I wanted to be at my most dignified as I went out but I missed a step and stumbled.
‘What do you wash your steps with, Chrissie?’ I asked.
‘I can’t remember when I last washed them.’
‘They should be washed regularly. Wet moss can be slippery.’
Like human relationships, I almost added.
4
Hector’s house was in darkness. Though it wasn’t yet nine o’clock, he would be in bed. God knew what dreams he had. It had been his and Kate’s family home and had been left to them jointly. A large stone villa with an extensive garden, it was worth a great deal of money. Kate’s share would now be mine.
Their father had been a popular philanthropic doctor, with most of his patients among the poor in the east end.
I kept my finger on the bell-button, though I wouldn’t have been surprised to know that it didn’t work.
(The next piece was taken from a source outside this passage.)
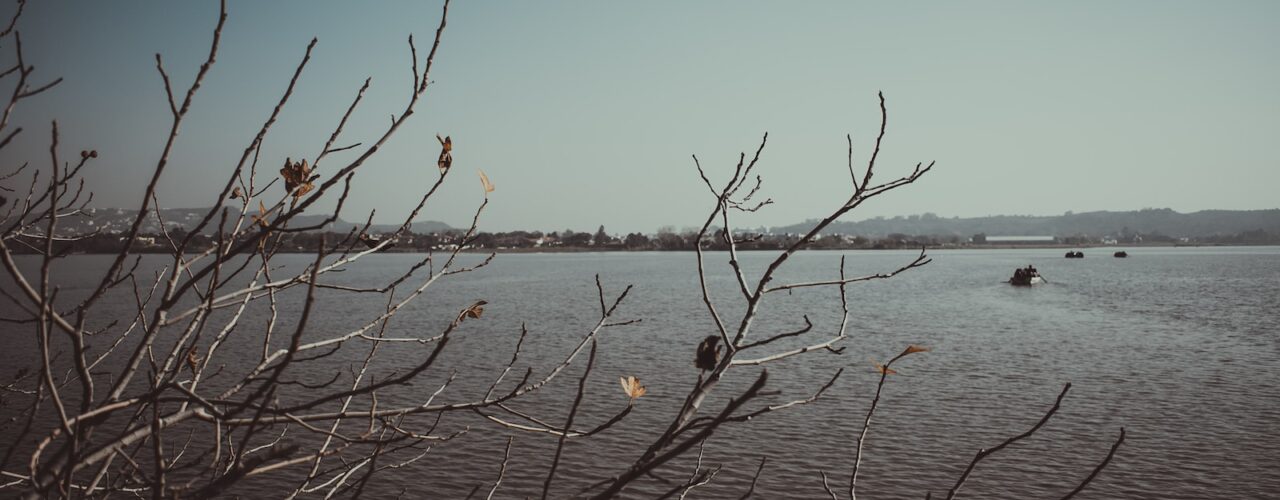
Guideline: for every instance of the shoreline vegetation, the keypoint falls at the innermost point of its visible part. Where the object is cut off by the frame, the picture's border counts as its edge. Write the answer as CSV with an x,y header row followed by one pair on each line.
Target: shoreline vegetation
x,y
536,242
The whole house was decrepit, the garden was a jungle for cats. Kate had refused to put pressure on her brother.
A more brilliant scholar than ever I was, with a first-class degree in Classics, Hector after the war had, perversely, continued to work as a farm labourer until his strength ran out. He had then bought the bookshop. He had once cast up that the war had been good to me. Millions had been slaughtered so that I could win a medal and use it to rise in my profession, while he weeded turnips.
At last noises were heard behind the door.
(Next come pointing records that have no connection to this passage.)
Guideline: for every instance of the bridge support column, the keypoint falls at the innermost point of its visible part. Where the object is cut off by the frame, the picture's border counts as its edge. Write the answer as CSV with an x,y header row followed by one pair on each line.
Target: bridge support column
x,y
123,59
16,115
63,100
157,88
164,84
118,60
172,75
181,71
‘Who’s there?’ It was Hector’s sullen defeated voice.
‘It’s me, Gregor.’
‘What do you want?’
‘To talk to you, about Kate.’
‘I don’t want to talk to you. Go away.’
I couldn’t resist being sarcastic. ‘I thought, Hector, your sympathies were with poor suffering humanity.’
‘When did you ever suffer?’
‘I’m suffering now. I loved Kate.’
‘You’ve never loved anyone but yourself.’
This was a man I had tried to be friendly with, whose stand as a conscientious objector I had defended. But I kept my temper. A winner of the Military Medal ought not to let himself be provoked by a querulous failed peace-monger. Besides, at the graveside he had wept.
‘For Kate’s sake, Hector, open the door.’
Under my breath I sang a snatch of Burns’s poignant song: ‘Oh open the door, some pity to show.’ I had sung it at Burns suppers. On the other side of the door was a man who had never been at a Burns supper in his life.
His opening of the door was a lengthy business. Two keys had to be turned, a bolt withdrawn, and a chain removed. Hector, when revealed, was carrying an ebony baton.